As an operator, I can’t tell you how many times I’ve wondered what the architect was thinking (or smoking) when they placed a certain feature in a certain spot. Just for starters, why in the Devil was the cage located in the worst possible location (at least from the slot team’s prospective)? In that sentence, you can substitute cage for bar, vault, TDR, the time clocks, or a good few dozen other things with an equal amount of frustration. Don’t they ever ask the folks who actually work on the floor where things should be?

(This book has nothing to do with any of that, but I just had to get it out of my system.)

Stefan Al’s The Strip: Las Vegas and the Architecture of the American Dream is a book well worth reading, however, and it should be on your shelf if you want to understand how casino architecture has evolved and how it reflects our culture, both past and present. And it’s relevant even if you’ve never been to Vegas. I’m often amused when Native American owners say things like “we didn’t want our casino to look like Las Vegas,” without really understanding that their ‘non-Las Vegas’ designs are actually concepts pioneered on the Strip.

Author Stefan Al is a Dutch architect and urban designer. He’s also an Associate Professor of Urban Design at the University of Pennsylvania. (I’m pretty certain that he’s not the one responsible for all the issues I mentioned above, so you’re free to read this without any malice aforethought.)

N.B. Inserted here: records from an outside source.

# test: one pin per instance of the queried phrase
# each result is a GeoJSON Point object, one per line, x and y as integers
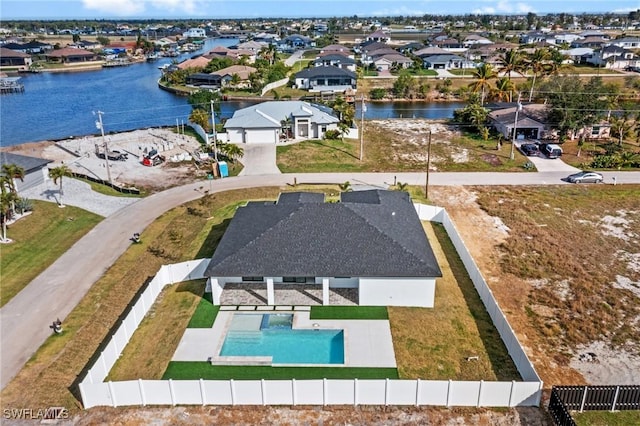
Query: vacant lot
{"type": "Point", "coordinates": [563, 262]}
{"type": "Point", "coordinates": [400, 145]}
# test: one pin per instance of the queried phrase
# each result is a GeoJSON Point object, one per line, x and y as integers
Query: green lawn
{"type": "Point", "coordinates": [349, 312]}
{"type": "Point", "coordinates": [206, 371]}
{"type": "Point", "coordinates": [205, 314]}
{"type": "Point", "coordinates": [39, 239]}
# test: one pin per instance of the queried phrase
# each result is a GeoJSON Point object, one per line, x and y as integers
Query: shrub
{"type": "Point", "coordinates": [332, 134]}
{"type": "Point", "coordinates": [377, 93]}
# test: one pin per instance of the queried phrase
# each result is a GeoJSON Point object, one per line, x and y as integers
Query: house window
{"type": "Point", "coordinates": [297, 280]}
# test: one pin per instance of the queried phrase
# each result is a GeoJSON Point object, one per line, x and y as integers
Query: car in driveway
{"type": "Point", "coordinates": [585, 177]}
{"type": "Point", "coordinates": [530, 149]}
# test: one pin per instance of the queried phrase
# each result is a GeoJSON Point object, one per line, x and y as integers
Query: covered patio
{"type": "Point", "coordinates": [256, 293]}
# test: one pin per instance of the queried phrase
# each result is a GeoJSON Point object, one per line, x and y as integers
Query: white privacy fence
{"type": "Point", "coordinates": [95, 391]}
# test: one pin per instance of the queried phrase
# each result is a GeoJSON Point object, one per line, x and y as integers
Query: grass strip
{"type": "Point", "coordinates": [38, 240]}
{"type": "Point", "coordinates": [349, 312]}
{"type": "Point", "coordinates": [179, 370]}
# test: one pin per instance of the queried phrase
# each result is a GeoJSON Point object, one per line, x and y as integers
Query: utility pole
{"type": "Point", "coordinates": [426, 184]}
{"type": "Point", "coordinates": [100, 126]}
{"type": "Point", "coordinates": [213, 132]}
{"type": "Point", "coordinates": [515, 126]}
{"type": "Point", "coordinates": [362, 110]}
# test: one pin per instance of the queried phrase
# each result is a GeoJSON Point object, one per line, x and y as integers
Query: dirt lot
{"type": "Point", "coordinates": [80, 155]}
{"type": "Point", "coordinates": [483, 234]}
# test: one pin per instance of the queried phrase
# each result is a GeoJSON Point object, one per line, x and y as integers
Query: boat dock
{"type": "Point", "coordinates": [11, 85]}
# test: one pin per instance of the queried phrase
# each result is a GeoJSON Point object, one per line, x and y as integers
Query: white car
{"type": "Point", "coordinates": [584, 177]}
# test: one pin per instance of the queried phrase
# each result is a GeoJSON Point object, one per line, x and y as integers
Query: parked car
{"type": "Point", "coordinates": [585, 177]}
{"type": "Point", "coordinates": [530, 149]}
{"type": "Point", "coordinates": [551, 150]}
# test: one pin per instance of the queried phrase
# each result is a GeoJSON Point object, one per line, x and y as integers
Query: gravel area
{"type": "Point", "coordinates": [79, 194]}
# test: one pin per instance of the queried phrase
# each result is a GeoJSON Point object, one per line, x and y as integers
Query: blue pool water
{"type": "Point", "coordinates": [285, 345]}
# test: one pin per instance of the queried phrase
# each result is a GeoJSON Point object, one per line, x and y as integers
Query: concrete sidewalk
{"type": "Point", "coordinates": [25, 319]}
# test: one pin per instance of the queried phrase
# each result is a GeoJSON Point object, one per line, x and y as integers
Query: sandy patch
{"type": "Point", "coordinates": [617, 226]}
{"type": "Point", "coordinates": [79, 154]}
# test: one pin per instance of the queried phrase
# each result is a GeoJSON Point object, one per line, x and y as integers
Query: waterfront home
{"type": "Point", "coordinates": [194, 33]}
{"type": "Point", "coordinates": [243, 72]}
{"type": "Point", "coordinates": [336, 60]}
{"type": "Point", "coordinates": [370, 241]}
{"type": "Point", "coordinates": [11, 58]}
{"type": "Point", "coordinates": [326, 79]}
{"type": "Point", "coordinates": [270, 122]}
{"type": "Point", "coordinates": [69, 55]}
{"type": "Point", "coordinates": [35, 169]}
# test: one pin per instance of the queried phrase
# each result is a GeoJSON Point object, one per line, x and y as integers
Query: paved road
{"type": "Point", "coordinates": [54, 293]}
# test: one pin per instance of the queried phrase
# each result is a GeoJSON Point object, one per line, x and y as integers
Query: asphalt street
{"type": "Point", "coordinates": [25, 319]}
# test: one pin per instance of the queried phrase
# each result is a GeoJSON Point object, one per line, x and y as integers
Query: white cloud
{"type": "Point", "coordinates": [400, 11]}
{"type": "Point", "coordinates": [116, 7]}
{"type": "Point", "coordinates": [138, 7]}
{"type": "Point", "coordinates": [504, 7]}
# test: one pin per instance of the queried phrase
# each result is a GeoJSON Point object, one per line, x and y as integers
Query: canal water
{"type": "Point", "coordinates": [62, 105]}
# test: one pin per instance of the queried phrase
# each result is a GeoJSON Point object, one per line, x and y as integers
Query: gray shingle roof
{"type": "Point", "coordinates": [27, 163]}
{"type": "Point", "coordinates": [270, 114]}
{"type": "Point", "coordinates": [327, 71]}
{"type": "Point", "coordinates": [368, 234]}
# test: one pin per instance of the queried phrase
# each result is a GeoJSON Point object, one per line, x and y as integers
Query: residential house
{"type": "Point", "coordinates": [35, 169]}
{"type": "Point", "coordinates": [378, 36]}
{"type": "Point", "coordinates": [195, 33]}
{"type": "Point", "coordinates": [69, 55]}
{"type": "Point", "coordinates": [336, 49]}
{"type": "Point", "coordinates": [613, 57]}
{"type": "Point", "coordinates": [530, 124]}
{"type": "Point", "coordinates": [593, 42]}
{"type": "Point", "coordinates": [269, 122]}
{"type": "Point", "coordinates": [242, 71]}
{"type": "Point", "coordinates": [326, 79]}
{"type": "Point", "coordinates": [371, 241]}
{"type": "Point", "coordinates": [11, 58]}
{"type": "Point", "coordinates": [199, 62]}
{"type": "Point", "coordinates": [446, 62]}
{"type": "Point", "coordinates": [336, 60]}
{"type": "Point", "coordinates": [627, 42]}
{"type": "Point", "coordinates": [474, 40]}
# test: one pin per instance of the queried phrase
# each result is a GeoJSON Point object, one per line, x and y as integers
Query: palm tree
{"type": "Point", "coordinates": [510, 61]}
{"type": "Point", "coordinates": [57, 173]}
{"type": "Point", "coordinates": [231, 151]}
{"type": "Point", "coordinates": [12, 171]}
{"type": "Point", "coordinates": [200, 117]}
{"type": "Point", "coordinates": [483, 74]}
{"type": "Point", "coordinates": [503, 89]}
{"type": "Point", "coordinates": [7, 200]}
{"type": "Point", "coordinates": [538, 64]}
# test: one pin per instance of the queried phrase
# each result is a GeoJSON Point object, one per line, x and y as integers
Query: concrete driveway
{"type": "Point", "coordinates": [544, 164]}
{"type": "Point", "coordinates": [25, 319]}
{"type": "Point", "coordinates": [259, 159]}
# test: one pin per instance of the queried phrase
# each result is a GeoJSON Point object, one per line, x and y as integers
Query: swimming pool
{"type": "Point", "coordinates": [274, 337]}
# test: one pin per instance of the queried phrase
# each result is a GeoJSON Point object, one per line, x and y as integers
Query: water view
{"type": "Point", "coordinates": [63, 105]}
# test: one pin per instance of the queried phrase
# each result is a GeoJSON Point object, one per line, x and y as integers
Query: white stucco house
{"type": "Point", "coordinates": [371, 240]}
{"type": "Point", "coordinates": [269, 122]}
{"type": "Point", "coordinates": [35, 169]}
{"type": "Point", "coordinates": [194, 33]}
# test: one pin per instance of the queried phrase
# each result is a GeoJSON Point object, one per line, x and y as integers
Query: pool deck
{"type": "Point", "coordinates": [367, 343]}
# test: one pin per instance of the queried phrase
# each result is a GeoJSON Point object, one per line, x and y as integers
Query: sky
{"type": "Point", "coordinates": [219, 9]}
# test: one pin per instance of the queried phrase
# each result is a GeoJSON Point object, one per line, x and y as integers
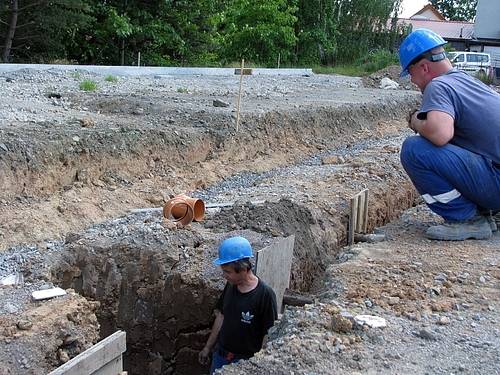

The views and assertions Al presents throughout this well-illustrated book are thought-provoking. “Conventional wisdom holds that Las Vegas is deviant and the Strip a display of architectural freaks. But a closer look shows that the city is more representative of American architectural trends than we would like to admit.” He’s not alone in thinking this. National market researchers test their products in Sin City first because, despite its reputation, the city is, essentially, an amalgam of America, both good and bad.

Near the end of this book, Al says, “Thanks to its fusion of urban gambling, retail, entertainment and contemporary architecture, the Las Vegas Strip has become highly successful in attracting urban sophisticates to the city – so successful that the city even became a global urban development model.”

The inside cover of this book has a most interesting graphic of the city’s design history, ranging from the El Rancho in 1941 to The Cosmopolitan in 2010. But I think it’s the insightful chapter titles that Al created that reflect our changing casino styles: Wild West; Sunbelt Modern; Pop City; Corporate Modern; Disneyland; Sim City; Starchitecture.

Perhaps his best line is “If any city deserves the ‘Makeover Award’ for the most drastic changes to its image, it is Las Vegas.” Indeed, the chapter called Disneyland reflects how quickly Las Vegas can correct a mistake. The city went from an emphasis on family attractions to “what happens in Las Vegas, stays in Las Vegas” in the virtual blink of an eye. And who doesn’t like to recount the story of how the designers of the MGM Grand didn’t really understand that Asian high rollers weren’t interested in walking into the mouth of a giant gold lion?

While this book doesn’t expound on how to make casino floors more productive, I highly recommend it nevertheless. Unfortunately, there’s not much literature out there on that topic, except for the excellent but somewhat dated Designing Casinos to Dominate the Competition by Bill Friedman. That 2000 publication is the largest and heaviest book in my collection, and, while it’s probably too expensive at $150 – mine was a gift!), but hopefully, it is still on every architect’s desk (Bill knew where to put the Cages).

The Strip – Las Vegas and the Architecture of the American Dream runs $33.60 on B&N, $28 on Amazon, or $19.24 for the Kindle edition. In my opinion, the graphics and illustrations make the hardcover a better investment than the ebook. And, while it’s not as large as the category generally indicates, the book is slightly oversized and heavily illustrated. I could see it making a great holiday gift for the coffee table.